In its pre-budget submission, CPA Australia said Australia’s superannuation system is under pressure from several areas at the moment, including the estimated $35.9 billion withdrawn from superannuation in response to COVID-19, an ageing population, demand for capital, and increasing compliance costs.
“The added pressure of accessing savings designed for retirement comes at a time when the broader superannuation system has been subject to early access measures, which are not generally regarded as retirement-related, such as the early access for people impacted by COVID-19 and the First Home Super Saver Scheme,” the submission noted.
The submission referred to the Intergenerational Report, which noted the increasing risks to national retirement policy through the accessibility of superannuation prior to retirement.
“It’s important that our retirement income system is properly equipped to deal with its purpose — retirement,” the submission said.

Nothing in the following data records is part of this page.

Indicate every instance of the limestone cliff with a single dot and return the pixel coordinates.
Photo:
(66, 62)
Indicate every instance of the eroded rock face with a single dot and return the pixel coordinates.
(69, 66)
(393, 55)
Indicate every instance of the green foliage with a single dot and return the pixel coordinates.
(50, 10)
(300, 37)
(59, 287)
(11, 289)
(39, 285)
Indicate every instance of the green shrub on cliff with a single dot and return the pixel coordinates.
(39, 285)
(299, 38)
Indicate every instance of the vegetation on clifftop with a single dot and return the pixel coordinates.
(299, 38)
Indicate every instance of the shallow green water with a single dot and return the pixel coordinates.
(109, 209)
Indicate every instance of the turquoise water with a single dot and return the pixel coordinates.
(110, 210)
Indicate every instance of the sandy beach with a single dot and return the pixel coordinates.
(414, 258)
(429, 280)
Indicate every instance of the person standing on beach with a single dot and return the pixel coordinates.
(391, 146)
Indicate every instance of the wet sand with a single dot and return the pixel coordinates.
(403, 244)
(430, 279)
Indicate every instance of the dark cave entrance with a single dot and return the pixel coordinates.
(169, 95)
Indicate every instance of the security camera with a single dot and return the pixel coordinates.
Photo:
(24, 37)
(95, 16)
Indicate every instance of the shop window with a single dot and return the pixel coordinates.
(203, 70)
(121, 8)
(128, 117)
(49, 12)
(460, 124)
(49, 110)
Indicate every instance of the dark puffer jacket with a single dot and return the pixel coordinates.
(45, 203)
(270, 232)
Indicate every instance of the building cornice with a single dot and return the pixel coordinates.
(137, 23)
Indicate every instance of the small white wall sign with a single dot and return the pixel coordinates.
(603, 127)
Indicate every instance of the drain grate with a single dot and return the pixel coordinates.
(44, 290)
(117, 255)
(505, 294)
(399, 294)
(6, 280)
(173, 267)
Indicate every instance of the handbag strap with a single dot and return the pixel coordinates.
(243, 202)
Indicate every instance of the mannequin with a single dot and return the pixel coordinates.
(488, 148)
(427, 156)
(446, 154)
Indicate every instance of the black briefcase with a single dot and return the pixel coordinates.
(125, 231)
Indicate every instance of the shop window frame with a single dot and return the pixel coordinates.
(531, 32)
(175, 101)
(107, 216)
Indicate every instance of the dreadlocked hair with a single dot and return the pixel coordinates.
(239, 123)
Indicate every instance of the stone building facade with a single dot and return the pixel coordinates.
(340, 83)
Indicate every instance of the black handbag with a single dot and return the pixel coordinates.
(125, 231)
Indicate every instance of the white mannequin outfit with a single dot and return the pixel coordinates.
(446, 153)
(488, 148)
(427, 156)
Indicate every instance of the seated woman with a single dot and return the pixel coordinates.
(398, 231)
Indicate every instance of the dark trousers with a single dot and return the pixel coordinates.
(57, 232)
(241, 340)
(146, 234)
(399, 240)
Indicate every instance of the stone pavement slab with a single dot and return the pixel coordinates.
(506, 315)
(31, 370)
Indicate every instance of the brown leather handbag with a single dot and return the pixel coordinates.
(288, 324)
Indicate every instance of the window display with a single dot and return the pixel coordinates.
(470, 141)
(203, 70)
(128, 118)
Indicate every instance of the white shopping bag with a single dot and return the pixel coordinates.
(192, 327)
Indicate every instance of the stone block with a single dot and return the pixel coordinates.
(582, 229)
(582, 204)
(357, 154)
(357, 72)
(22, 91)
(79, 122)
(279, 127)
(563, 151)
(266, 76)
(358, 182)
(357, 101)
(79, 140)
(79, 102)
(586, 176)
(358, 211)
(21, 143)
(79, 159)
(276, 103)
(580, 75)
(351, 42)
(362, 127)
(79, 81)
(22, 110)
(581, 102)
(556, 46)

CPA Australia said that by defining an objective for superannuation and the retirement savings system as a whole, this would assist in more careful consideration being given to whether superannuation should be accessed in times of crisis.
“A definition could also assist in the design of potentially more appropriate policies to help households respond to future shocks,” the submission said.
The submission pointed out that the retirement savings system also encompasses the age pension, non-superannuation investments, including the family home, and aged care.
“We consider that the formulation of an objective for superannuation and the retirement savings system would assist in determining when policy is at odds with the reason why Australia’s superannuation system exists,” it said.
Treasurer Jim Chalmers said in August this year that legislating the objective of superannuation would be a priority for Labor.
“We see the lack of a legislated objective of super as a source of ambiguity which left the gate open for early access — and so we will legislate one,” he said.